Hedy Habra
(USA)
After the Storm
Dead trees erect as Dali’s crutches,
hold broken branches in angled joints,
forsaken trophies no one reclaims, tangled
in old vines, disjointed, distorted bones,
elephant skin filled with memories
I wish to rip, fragment, discard, as I pull,
uproot trees still resisting, conjuring
up new shoots, refusing to give up.
I gather strewn twigs like an automaton
in an open-air ossuary revealing desecrated
fossils flown from thickets and tall branches,
pile them up at the farthest end of the creek,
throw them away with all my strength,
watch the arc they form in the air,
see how they land on the other side
in a cemetery of lost illusions.
I reach for a hanging branch with blue patina,
a sunken treasure the color of my dreams,
its hollow, brittle limbs easy to break,
tsik…tsik, one by one, tsik…tsik…tsik…
Others, I leave on the side of the paths,
sculptures too heavy to lift, nature’s
Petri dishes, grounds for rippled
mushrooms writing their own memoir
in the hidden calligraphy of their folds.
First published by Danse Macabre
From Under Brushstrokes (Press 53 2015)
Hedy Habra
Obsessive Compulsion
I knew a woman who spent hours in front
of her magnifying mirror, chasing split hairs
like a huntress.

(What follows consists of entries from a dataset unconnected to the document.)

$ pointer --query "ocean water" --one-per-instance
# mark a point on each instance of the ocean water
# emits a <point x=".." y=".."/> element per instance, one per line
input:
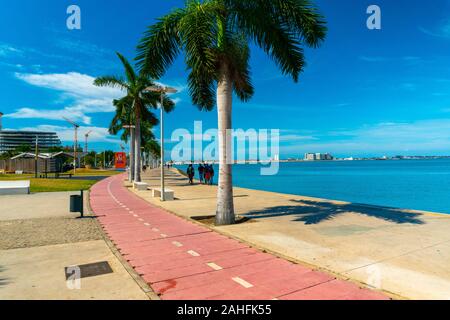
<point x="408" y="184"/>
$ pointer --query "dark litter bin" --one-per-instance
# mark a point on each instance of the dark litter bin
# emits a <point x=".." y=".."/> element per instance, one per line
<point x="76" y="203"/>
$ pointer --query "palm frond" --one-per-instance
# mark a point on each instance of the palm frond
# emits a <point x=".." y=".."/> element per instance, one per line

She’d enter the intricacy of
parallel lines, watch forking tips grow into
reeds, swelling into bamboo shoots painted in
Chinese ink over transparent rice paper through
which she saw her son falling from a cliff, light
as a clipping, he lies at the bottom of the dark
ravine, his foot severed, tshuk tshuk tshuk
crisscross, cuts the slightest twist, he’s being
raised with pulleys, in a fog she wanders in
deserted streets unable to find her way back,
she’d forgotten her own name, thinking of her
son’s severed foot bleeding, his thick fragrant
blood an oddity in the night scented with
rosemary and lavender, she thinks of mountain
lions, coyotes, a jugular vein prey to canines
sharper than shears, hears feline raspy tongues
licking the wound, refuses to see the man’s body
tremble, the tense hardening of muscles prior
to rigor mortis that would come so fast, yes,
he shouldn’t suffer she prays, eyes closed, finds
herself back in front of her bathroom mirror
holding the scissors, holding her breath, yes,
it was only an illusion and her son was recovering
now with nails stuck into his leg, surgeons cleaned
the wound nine hours long, gloved hands cut
tshuk tshuk sawed scraps, sewed back tissues
and bones, the rest of him whole, tshuk tshuk tshuk
the crisscrossing cuts the slightest deviance, none
will escape, crisscross she aims, tinkers with precision.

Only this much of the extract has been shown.